Le cinéaste a confié dans un entretien au Monde que cette séquence lui a été inspirée par un livre de Dominique Païni, L’Attrait des nuages. Païni y avance cette thèse, qu’il rattache délibérément à une pratique moderne du cinéma : les nuages sont « des motifs dénués de certitude ». Ce sont des « ralentisseurs narratifs qui font oublier, de surcroît, dans cet art du temps qu’est le cinéma, l’écoulement des photogrammes et leur irréfragable, mais constitutive disparition. Ces motifs autorisent et stimulent une pensivité qui s’affronte aux anecdotes et aux événements qui doivent scander l’efficacité hypnotique d’un récit ».
Le plan de nuage est un moment où penser, où le spectateur s’affranchit du personnage, et va jusqu’à oublier sa disparition. Le nuage n’est pas rattaché au plaisir du rêve ou de l’imagination. Ce n’est pas une épiphanie. C’est un moment abstrait, où même le lieu disparaît. Nous pensons, mais nous ne savons pas très bien à quoi. Si Sils Maria existe par ses nuages, c’est que les écrivains qui y sont passés ont disparu et que de leur trace il ne reste rien.

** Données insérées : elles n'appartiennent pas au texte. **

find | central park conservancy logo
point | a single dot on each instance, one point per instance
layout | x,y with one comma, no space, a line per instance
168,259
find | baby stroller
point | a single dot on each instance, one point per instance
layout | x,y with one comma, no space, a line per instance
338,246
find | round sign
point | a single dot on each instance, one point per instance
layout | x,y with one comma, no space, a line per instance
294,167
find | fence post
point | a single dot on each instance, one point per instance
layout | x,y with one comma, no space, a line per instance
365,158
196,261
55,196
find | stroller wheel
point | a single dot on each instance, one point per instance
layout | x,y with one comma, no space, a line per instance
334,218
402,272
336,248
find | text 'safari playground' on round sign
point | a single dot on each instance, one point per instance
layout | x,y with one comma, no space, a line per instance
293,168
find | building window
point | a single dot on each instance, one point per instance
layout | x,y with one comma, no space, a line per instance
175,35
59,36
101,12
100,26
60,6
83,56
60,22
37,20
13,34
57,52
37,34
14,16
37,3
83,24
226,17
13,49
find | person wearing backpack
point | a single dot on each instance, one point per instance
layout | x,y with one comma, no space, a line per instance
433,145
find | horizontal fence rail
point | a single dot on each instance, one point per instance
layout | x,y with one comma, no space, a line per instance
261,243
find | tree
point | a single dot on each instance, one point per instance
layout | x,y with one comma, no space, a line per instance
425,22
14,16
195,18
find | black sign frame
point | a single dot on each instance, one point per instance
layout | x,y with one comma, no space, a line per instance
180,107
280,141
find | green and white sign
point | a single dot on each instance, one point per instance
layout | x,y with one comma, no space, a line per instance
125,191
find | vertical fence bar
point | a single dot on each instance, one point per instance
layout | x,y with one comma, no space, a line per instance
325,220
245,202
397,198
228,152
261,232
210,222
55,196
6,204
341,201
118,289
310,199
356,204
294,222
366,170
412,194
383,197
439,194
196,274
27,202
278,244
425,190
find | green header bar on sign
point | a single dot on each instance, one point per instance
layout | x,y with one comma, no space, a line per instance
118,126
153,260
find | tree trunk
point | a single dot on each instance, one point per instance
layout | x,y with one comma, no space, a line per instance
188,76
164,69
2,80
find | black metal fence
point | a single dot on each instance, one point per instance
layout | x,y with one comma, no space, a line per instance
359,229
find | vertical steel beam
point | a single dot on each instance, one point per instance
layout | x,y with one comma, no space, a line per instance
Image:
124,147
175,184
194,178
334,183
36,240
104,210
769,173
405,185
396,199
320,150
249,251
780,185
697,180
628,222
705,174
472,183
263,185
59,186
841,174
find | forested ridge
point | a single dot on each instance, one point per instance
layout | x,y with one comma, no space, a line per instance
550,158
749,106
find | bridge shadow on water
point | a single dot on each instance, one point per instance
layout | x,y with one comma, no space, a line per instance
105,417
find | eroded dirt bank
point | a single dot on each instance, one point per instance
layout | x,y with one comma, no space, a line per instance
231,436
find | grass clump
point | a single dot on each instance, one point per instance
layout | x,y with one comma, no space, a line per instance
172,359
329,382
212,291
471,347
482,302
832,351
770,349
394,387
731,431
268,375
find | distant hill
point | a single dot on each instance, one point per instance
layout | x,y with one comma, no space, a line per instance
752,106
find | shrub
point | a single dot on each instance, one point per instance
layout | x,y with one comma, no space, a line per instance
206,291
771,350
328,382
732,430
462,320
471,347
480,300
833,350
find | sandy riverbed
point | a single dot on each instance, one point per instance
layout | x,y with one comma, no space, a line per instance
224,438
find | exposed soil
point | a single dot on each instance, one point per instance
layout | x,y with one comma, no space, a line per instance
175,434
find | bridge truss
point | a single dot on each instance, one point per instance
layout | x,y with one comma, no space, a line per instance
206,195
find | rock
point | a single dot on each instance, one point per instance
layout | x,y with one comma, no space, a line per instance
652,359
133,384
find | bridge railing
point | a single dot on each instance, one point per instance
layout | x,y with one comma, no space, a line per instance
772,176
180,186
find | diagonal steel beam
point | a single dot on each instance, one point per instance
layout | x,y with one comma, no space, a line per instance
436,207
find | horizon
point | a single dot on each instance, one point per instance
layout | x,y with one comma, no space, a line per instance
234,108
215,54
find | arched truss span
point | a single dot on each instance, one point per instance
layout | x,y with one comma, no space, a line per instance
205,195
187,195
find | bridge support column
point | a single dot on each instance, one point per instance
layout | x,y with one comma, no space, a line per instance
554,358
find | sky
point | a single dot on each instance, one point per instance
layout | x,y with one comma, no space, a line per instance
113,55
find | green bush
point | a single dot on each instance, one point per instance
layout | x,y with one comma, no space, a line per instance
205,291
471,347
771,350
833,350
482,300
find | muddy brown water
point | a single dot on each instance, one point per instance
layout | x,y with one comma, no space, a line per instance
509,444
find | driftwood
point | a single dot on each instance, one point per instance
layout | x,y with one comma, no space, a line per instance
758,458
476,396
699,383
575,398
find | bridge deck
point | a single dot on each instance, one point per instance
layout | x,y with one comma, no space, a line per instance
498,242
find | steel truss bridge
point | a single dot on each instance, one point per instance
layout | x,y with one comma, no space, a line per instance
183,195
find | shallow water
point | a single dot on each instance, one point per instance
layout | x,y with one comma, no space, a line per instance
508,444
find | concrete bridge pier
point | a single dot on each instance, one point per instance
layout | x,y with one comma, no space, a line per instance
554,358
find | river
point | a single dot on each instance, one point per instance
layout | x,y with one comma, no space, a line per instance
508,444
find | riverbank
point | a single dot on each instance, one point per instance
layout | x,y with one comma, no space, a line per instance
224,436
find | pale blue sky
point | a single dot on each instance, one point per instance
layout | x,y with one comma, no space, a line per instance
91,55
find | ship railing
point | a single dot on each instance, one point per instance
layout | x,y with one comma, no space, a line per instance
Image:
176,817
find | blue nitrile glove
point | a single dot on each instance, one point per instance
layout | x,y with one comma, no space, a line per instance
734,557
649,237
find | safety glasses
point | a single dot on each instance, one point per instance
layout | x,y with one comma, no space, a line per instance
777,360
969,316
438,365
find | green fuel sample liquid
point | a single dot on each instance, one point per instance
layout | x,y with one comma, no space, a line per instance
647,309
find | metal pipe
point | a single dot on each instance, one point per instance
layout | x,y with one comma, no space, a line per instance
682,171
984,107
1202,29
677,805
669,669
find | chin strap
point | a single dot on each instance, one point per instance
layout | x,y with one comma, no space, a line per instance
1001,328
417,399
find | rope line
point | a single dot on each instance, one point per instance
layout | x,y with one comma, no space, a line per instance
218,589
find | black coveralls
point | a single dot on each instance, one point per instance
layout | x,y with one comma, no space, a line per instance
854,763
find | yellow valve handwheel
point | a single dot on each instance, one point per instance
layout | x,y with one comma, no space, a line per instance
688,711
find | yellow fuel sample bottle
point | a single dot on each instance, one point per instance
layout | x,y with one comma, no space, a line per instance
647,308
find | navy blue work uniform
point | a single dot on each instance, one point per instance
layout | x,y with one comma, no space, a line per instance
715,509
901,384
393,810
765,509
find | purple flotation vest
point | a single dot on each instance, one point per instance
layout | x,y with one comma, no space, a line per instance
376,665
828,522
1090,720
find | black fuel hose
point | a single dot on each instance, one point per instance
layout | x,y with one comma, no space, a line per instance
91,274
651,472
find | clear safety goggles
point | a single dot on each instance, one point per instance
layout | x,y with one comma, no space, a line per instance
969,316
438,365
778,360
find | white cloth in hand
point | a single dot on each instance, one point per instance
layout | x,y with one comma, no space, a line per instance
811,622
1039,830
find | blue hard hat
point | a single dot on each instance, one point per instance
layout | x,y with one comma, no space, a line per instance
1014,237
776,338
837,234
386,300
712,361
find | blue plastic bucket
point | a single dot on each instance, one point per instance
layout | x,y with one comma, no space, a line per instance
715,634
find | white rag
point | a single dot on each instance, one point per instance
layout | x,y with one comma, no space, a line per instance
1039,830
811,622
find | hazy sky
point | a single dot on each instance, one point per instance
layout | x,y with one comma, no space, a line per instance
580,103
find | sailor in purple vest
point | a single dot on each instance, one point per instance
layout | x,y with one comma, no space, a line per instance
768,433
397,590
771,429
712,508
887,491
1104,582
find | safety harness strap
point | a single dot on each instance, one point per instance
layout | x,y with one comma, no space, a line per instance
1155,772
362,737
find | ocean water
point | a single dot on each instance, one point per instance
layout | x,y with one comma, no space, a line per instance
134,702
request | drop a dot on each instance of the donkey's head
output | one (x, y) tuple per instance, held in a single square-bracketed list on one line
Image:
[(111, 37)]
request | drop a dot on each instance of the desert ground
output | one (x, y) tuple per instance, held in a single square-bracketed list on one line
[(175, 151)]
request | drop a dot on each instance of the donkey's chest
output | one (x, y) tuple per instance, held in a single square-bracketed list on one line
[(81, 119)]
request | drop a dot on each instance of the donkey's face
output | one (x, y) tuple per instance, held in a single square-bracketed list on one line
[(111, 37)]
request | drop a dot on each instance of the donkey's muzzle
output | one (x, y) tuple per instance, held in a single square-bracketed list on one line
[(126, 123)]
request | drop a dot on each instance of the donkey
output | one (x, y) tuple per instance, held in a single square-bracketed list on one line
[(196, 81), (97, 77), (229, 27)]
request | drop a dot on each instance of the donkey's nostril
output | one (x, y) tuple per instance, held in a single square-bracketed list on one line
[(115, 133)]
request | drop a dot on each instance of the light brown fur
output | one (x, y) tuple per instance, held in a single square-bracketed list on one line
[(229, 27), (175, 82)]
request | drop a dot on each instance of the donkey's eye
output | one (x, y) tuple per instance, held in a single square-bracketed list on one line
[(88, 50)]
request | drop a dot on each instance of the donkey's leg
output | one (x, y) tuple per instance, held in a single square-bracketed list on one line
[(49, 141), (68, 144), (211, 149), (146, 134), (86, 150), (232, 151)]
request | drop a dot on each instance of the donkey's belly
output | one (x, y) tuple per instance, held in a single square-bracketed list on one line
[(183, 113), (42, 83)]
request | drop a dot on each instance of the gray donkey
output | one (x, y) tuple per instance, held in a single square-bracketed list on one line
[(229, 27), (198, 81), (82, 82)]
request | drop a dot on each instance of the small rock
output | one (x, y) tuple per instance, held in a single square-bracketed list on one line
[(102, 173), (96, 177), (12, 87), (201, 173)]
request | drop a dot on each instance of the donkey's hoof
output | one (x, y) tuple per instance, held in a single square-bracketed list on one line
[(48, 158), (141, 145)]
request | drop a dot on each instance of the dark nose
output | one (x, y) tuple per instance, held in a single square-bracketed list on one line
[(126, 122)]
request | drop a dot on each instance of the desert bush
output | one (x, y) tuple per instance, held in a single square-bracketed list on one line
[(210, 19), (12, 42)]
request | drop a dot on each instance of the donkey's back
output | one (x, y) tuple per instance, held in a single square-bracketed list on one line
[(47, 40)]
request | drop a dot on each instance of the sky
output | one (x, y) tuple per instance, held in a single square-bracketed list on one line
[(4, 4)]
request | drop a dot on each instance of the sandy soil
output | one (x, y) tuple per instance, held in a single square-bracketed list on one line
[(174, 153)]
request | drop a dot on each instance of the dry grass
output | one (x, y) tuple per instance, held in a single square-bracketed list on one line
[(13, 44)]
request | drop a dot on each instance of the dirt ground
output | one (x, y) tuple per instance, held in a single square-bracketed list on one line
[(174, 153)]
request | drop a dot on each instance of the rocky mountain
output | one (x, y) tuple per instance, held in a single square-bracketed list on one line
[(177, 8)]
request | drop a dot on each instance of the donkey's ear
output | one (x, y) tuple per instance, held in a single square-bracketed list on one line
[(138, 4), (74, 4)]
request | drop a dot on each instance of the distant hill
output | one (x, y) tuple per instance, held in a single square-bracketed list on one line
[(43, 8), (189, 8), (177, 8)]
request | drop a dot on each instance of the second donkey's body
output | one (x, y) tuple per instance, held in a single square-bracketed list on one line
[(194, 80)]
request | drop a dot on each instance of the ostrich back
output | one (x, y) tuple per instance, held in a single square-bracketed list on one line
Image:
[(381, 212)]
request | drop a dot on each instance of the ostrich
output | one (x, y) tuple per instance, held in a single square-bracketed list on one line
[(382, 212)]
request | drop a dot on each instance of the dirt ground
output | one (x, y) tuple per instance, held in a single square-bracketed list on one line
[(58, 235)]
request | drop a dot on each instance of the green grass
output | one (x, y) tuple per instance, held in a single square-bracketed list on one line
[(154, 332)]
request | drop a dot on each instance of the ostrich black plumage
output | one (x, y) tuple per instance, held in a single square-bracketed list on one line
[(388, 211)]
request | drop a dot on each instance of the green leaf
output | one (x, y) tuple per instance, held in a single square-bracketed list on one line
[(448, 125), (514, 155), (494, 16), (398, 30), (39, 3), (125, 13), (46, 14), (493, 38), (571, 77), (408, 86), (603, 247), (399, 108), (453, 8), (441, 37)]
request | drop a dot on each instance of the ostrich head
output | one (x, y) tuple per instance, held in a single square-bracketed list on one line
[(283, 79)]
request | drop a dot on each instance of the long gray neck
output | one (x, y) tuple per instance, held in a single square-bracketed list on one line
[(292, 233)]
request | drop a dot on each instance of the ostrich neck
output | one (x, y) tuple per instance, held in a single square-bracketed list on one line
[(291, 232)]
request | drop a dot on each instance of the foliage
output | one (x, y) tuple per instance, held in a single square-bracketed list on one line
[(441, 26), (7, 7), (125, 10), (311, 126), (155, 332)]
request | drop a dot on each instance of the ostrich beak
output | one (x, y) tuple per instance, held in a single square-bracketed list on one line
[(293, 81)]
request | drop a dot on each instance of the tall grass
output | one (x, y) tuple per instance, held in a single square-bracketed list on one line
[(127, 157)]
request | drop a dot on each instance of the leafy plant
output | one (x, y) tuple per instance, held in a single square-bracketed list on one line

Ni Hesse, ni Proust, ni Nietzsche : ils n’existent que dans la culture du spectateur. D’ailleurs, toute trace s’efface : les écrits brûlent, les billets se donnent mais ne servent à rien, les maisons se vendent mais la pensée ne s’accompagne d’aucune mélancolie, d’aucune déploration. Le nuage est un phénomène au présent, dont l’existence est foncièrement passage, concrétion éphémère et impossible à maîtriser. Ce n’est pas la résurgence d’un romantisme du sublime et de la contemplation. C’est au contraire sa liquidation.
Ni Dieu, ni transcendance : le nuage est une manifestation de l’aléatoire, d’une beauté qui se rattache à peine au monde des vivants ou au monde où nous vivons. Il ne reste d’elle qu’un spectacle, celui de la modernité. Mais la présence d’une existence s’est envolée. Le film fait sans cesse ce rapport : poser la modernité d’un mode de représentation pour capter une existence. Mais cette existence devient le plus souvent un moyen pour exhiber l’art, pour exhiber le cinéma et ses codes – codes sociaux, codes esthétiques –, pas pour le faire disparaître.